IETF (Internet Engineering Task Force) Best Current Practices
The Internet Engineering Task Force (IETF) Best Current Practices (BCP) are a series of documents that capture the consensus of the IETF on a range of technical and organizational matters. They are intended to provide guidance, explanations, and recommendations on best practices to facilitate the smooth operation of the Internet and to inform users and technicians about preferred operational norms.
Definition and purpose
BCPs are not standards but are authoritative guidelines and recommendations accepted by the Internet community. The purpose of BCPs is to ensure that the Internet functions effectively and efficiently by providing guidelines that reflect the combined knowledge and experience of the world's top network engineers and experts.
The IETF, a large, open international community of network designers, operators, vendors, and researchers concerned with the evolution and smooth operation of the Internet, is responsible for the development and publication of BCPs.
BCPs are updated as needed, with each BCP being a standalone document that is revised or augmented independently. Please refer to the IETF website for the latest BCPs and RFCs.
IETF BCPs apply broadly to all entities involved with the Internet's design, operation, and maintenance. This includes service providers, software developers, hardware manufacturers, and end-users within businesses, academia, government, and beyond.
Controls and requirements
BCPs cover a wide range of topics and hence do not have a single set of controls or requirements. Each BCP addresses specific issues and contains its own list of recommendations. Examples include:
- BCP 38: Network Ingress Filtering
- BCP 72: Guidelines for Writing RFC Text on Security Considerations
- BCP 78: Rights Contributors Provide to the IETF Trust
- BCP 79: Intellectual Property Rights in IETF Technology
- Each BCP document contains specific actions, configurations, or operational procedures considered to be the best current practices for the topic it addresses.

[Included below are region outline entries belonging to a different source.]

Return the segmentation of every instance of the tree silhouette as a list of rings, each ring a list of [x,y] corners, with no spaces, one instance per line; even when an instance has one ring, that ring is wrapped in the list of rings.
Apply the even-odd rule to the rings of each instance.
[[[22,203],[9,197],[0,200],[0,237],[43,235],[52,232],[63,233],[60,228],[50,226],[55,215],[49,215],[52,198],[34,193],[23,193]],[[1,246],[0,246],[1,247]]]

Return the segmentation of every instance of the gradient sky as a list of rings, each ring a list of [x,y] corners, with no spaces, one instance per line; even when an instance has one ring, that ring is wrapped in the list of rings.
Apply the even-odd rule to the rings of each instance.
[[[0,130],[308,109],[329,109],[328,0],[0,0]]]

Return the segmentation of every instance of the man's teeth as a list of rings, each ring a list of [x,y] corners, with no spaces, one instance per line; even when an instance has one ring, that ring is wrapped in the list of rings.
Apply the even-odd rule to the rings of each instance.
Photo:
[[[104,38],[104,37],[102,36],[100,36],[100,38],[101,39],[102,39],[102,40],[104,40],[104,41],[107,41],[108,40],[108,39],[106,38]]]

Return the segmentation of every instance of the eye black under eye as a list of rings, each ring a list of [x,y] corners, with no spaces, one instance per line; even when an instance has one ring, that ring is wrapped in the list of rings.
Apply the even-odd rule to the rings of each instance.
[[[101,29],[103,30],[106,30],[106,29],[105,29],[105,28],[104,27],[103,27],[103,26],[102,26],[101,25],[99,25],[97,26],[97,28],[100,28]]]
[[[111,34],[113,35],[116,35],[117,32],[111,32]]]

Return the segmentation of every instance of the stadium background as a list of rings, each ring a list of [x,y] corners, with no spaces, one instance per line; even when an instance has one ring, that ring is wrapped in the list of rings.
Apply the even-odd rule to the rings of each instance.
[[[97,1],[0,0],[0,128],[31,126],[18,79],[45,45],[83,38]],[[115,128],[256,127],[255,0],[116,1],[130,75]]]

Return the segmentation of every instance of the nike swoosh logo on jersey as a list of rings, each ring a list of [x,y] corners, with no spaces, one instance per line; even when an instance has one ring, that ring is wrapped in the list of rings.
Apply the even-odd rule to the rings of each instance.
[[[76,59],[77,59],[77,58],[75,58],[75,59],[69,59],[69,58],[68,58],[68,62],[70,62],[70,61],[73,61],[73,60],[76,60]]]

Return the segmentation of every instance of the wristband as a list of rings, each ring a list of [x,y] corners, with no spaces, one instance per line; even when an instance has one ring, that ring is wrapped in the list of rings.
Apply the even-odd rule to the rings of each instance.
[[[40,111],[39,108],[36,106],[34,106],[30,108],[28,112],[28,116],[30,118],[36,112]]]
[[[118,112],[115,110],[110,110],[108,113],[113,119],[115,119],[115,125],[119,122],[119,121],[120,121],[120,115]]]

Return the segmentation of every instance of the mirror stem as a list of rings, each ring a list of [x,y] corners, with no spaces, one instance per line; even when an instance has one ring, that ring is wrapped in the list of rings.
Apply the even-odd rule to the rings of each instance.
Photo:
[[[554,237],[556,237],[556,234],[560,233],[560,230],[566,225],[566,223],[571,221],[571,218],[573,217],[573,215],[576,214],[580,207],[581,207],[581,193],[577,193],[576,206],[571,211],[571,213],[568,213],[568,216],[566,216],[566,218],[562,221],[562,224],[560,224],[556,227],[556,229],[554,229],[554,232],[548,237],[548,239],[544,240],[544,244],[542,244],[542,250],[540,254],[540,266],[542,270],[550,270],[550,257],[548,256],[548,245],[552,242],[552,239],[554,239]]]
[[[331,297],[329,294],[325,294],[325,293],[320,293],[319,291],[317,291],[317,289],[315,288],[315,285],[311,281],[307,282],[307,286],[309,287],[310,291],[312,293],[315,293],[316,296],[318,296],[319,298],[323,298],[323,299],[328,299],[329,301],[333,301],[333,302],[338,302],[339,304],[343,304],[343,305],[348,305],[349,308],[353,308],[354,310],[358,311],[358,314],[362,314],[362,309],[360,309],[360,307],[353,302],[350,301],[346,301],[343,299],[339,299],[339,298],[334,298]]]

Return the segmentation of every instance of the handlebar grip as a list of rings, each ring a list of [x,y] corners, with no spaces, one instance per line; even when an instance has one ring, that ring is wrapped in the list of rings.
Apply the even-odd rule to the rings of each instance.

Please refer to the official Internet Engineering Task Force Best Current Practices documentation for details on controls and requirements.
Audit type, frequency, and duration
BCPs themselves are not audited; however, organizations may internally or externally audit their own networks and systems for adherence to the practices recommended by BCPs. Review for adherence to BCPs would typically be done periodically or as part of routine network and system audits. It may also be triggered by significant changes in network configuration or operational practices.
The time required for such a review or audit would depend on the scope of the BCPs being considered and the size and complexity of the systems or networks being examined.